Comment est né le « Défi de Théo » ?

C’est suite à une discussion avec André, l’époux de Myriam, Présidente d’ELA Suisse, et Fabien, le gérant d’un magasin de cycles à Tavannes, qu’est née l’idée d’un défi. Fabien a installé un pédalier modifié sur un tandem, pour faciliter les temps de pause pendant une course, et a proposé à Théo de participer à une étape de la course du Grand-Raid. Le défi a beaucoup enthousiasmé mon fils, qui est très sportif, mais il a dû y renoncer car le parcours escarpé était trop dangereux du fait de sa malvoyance.
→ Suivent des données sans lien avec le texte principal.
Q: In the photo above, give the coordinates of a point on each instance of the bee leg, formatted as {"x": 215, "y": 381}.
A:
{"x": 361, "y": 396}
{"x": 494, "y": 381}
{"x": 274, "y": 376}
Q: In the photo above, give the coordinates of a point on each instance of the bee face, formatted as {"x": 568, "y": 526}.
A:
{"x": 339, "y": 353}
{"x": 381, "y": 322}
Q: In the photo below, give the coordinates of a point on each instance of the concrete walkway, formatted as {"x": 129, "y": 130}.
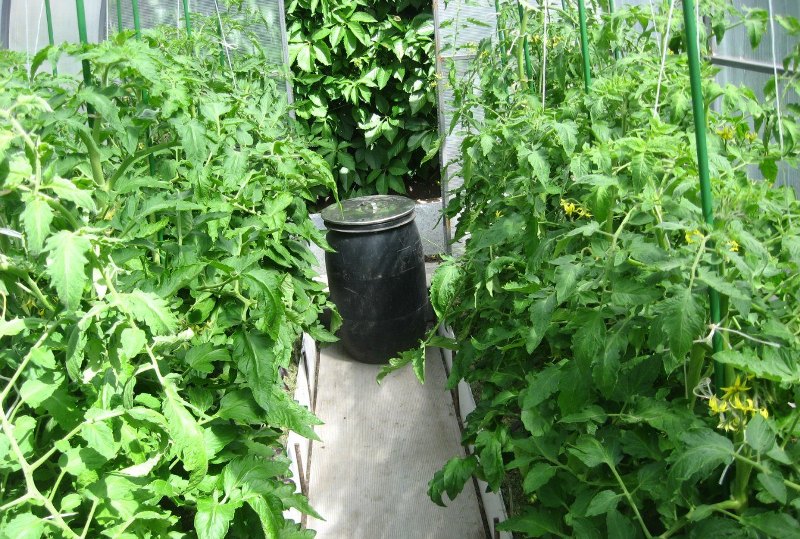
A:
{"x": 381, "y": 445}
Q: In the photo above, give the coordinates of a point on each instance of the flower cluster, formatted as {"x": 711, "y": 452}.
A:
{"x": 573, "y": 208}
{"x": 735, "y": 407}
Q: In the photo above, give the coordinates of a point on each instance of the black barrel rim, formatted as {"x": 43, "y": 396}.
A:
{"x": 369, "y": 214}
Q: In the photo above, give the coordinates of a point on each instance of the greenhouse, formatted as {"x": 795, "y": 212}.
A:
{"x": 399, "y": 269}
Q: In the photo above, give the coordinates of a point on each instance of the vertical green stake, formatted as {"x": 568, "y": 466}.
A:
{"x": 187, "y": 17}
{"x": 611, "y": 9}
{"x": 50, "y": 36}
{"x": 699, "y": 109}
{"x": 84, "y": 37}
{"x": 587, "y": 71}
{"x": 137, "y": 27}
{"x": 80, "y": 10}
{"x": 501, "y": 36}
{"x": 523, "y": 24}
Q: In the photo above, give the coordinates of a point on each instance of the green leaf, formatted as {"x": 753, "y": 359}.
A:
{"x": 213, "y": 518}
{"x": 774, "y": 485}
{"x": 34, "y": 391}
{"x": 186, "y": 434}
{"x": 36, "y": 218}
{"x": 771, "y": 364}
{"x": 603, "y": 502}
{"x": 591, "y": 452}
{"x": 620, "y": 526}
{"x": 705, "y": 451}
{"x": 66, "y": 266}
{"x": 683, "y": 321}
{"x": 451, "y": 479}
{"x": 9, "y": 328}
{"x": 759, "y": 434}
{"x": 23, "y": 526}
{"x": 149, "y": 309}
{"x": 537, "y": 476}
{"x": 444, "y": 283}
{"x": 132, "y": 342}
{"x": 588, "y": 341}
{"x": 533, "y": 523}
{"x": 774, "y": 524}
{"x": 100, "y": 437}
{"x": 67, "y": 190}
{"x": 194, "y": 139}
{"x": 203, "y": 356}
{"x": 755, "y": 22}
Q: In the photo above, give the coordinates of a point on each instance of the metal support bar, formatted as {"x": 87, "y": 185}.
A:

Mais on a conservé l’idée et imaginé ensemble le « Défi de Théo », un challenge qui mêle à la fois effort sportif et sensibilisation à la cause d’ELA. C’est une fabuleuse occasion d’apporter de l’espoir à ses copains malades qui n’ont pas la chance d’avoir sa mobilité.

A quelle fréquence vous entraînez-vous ensemble ?

Théo pratique la course à pied avec son oncle, auquel il est relié par un fil, une à deux fois par semaine, puis s’exerce à la grimpe en club une fois toutes les deux semaines, et court en tandem avec moi une à deux fois par semaine pour la préparation du défi. Il tient le rythme ! De plus, il a la chance d’avoir une cousine physiothérapeute qui le surveille de près. C’est une affaire de famille !

Théo aurait eu le privilège de bénéficier de bons conseils d’Alexandre Moos, champion de cyclisme sur route en Suisse. Quels conseils lui a-t-il donné ?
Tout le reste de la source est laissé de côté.